まずImageNet21kやPlaces-365のような既存のデータセットから「概念リスト」を収集します。ここではImageNetなどに含まれているクラス名に相当します。この概念リストからキャプションを合成しますが、今回は以下の3つのアプローチを用意しました。
- シンプルなアプローチとして「概念リスト」から取り出した「概念」から「キャプション」をLllama-2モデルで直接生成します
- 「概念」と「背景」の組み合わせから「キャプション」を生成することもできます。「背景」の単語はPlaces-365のような既存データセットのものが利用できます。ナイーブな実装としてはこの2つをランダムに組み合わせることですが、これでは「サッカーのフィールドでシロナガスクジラ」のような現実の世界であり得ない組み合わせになってしまいます。アブレーション実験の結果、このアプローチはうまくいかないことがわかっています。これは画像生成AIの学習範囲から大きく外れるためです。その代わりにGPT4を利用して、選択した「概念」に適した「背景のリスト」を生成しました。このアプローチなら「森の中の虎」「キッチンの猫」のような妥当な組み合わせの生成頻度を高め、全体の品質を向上させます(この点でOpenAIの利用規約が関係してきますが、これがgithubでのデータセット公開が遅れている理由でしょうか?)
- 「概念」と「位置関係語」から「キャプション」を生成することも考えられます。例えば概念が「猫」、位置関係語が「前方(in front of)」だった場合、「かわいい黄色い猫がソファの前で魚を楽しんでいる」というキャプションを生成できます。多様性を高めるために10種類の位置関係語の中からランダムに選択したものを利用します。

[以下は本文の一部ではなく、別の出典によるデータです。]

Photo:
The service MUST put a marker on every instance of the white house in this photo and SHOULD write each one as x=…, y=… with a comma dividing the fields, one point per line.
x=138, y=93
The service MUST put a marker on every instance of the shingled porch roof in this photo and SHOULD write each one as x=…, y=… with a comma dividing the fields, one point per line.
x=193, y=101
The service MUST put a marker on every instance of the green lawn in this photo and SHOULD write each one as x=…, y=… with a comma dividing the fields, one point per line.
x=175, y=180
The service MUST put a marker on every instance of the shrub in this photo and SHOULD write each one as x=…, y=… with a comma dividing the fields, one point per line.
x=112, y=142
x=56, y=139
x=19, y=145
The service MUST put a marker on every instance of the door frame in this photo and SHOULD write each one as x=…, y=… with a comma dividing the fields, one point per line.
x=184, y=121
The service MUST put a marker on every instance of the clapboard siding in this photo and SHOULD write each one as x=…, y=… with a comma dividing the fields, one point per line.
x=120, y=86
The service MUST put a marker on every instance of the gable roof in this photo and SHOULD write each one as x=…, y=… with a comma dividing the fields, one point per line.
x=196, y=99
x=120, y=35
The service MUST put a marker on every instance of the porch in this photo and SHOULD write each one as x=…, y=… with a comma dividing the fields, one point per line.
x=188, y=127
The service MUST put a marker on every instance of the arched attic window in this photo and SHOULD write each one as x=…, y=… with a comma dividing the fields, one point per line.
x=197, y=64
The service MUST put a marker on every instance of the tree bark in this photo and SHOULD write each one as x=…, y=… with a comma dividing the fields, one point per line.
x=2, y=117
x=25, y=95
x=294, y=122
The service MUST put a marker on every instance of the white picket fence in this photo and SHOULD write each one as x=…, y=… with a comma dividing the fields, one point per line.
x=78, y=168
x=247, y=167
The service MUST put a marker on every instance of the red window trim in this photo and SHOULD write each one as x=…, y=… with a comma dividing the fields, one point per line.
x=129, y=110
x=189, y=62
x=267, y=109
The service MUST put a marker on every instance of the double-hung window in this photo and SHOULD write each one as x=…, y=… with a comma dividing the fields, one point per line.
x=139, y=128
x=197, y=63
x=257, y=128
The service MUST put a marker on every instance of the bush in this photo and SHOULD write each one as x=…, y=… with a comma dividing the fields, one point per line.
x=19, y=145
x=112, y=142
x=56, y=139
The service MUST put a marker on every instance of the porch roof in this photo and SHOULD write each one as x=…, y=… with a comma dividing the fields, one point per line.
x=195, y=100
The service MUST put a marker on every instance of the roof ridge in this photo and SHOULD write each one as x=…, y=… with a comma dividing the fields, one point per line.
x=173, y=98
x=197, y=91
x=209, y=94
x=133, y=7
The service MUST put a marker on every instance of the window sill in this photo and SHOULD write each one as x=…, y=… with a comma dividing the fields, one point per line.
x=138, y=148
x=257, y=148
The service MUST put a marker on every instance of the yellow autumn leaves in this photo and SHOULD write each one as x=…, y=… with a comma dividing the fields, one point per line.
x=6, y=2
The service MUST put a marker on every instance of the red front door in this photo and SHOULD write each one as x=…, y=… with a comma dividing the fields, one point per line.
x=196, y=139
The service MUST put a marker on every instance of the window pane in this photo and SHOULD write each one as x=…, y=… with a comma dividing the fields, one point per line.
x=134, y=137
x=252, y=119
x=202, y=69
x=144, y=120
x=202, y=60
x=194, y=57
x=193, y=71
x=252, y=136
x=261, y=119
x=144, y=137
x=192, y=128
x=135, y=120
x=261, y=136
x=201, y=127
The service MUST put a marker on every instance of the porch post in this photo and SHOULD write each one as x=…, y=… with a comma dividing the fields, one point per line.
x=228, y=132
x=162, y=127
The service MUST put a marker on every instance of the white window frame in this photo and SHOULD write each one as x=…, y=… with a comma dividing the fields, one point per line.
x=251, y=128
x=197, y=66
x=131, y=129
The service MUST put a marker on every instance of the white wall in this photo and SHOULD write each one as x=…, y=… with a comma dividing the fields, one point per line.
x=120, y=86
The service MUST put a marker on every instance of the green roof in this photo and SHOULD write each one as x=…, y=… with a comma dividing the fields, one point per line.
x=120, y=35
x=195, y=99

今回はこの3つのアプローチを選んで利用しています。こちらの画像は3つのアプローチによるキャプション生成の例です。
画像の合成
合成されたキャプションを使って画像の合成を行います。ここで重要になるのが分類器フリーガイダンス(CFG)スケールです。CFGスケールが高いほどサンプルの品質とテキストと画像のアライメントが向上します。スケールが低いほどサンプルの多様性が増し、与えられたテキストに基づく画像の元の条件付き分布にうまく準拠するようになります(ここはよくわかってないです)
今回は先行研究のStableRepに従って2.5をCFGスケールとして使うことにしました。同様に1キャプションあたりの生成画像は4枚にしています。
表現学習
表現学習は先行研究のStableRepをベースにしているので、そちらを読まないといけないようです。単なる対照学習ではないようです。
実装
概念リストとして既存の複数のデータセットのクラス名を連結して使います。概念が「場所」もしくは「テクスチャ」の場合は「概念」から「キャプション」を生成するアプローチを使用します。
(この辺は省略)
実験
アブレーションスタディを実行しています。一つのキャプションに対して何枚の画像を生成すればよいかという点に関しては「4枚」で十分ということがわかりました。「4枚」で既存研究のStableRepの「10枚」のケースを上回ることがわかったからです。
(ここも長いので省略)
こちらはキャプションから生成された4枚の画像の例です。
ソースコードについて
githubは公開されているのですが、READMEが不十分なため、どこまで入っているのかわかっていません。論文で言及されているSynCaps-150Mというデータセットを公開する予定のようですが、まだ社内の承認プロセス中のようです。
学習済みモデルは2つ公開されています。
学習はJaxで行っているようですが、Pytorchのリファレンスコードも付属しているようです。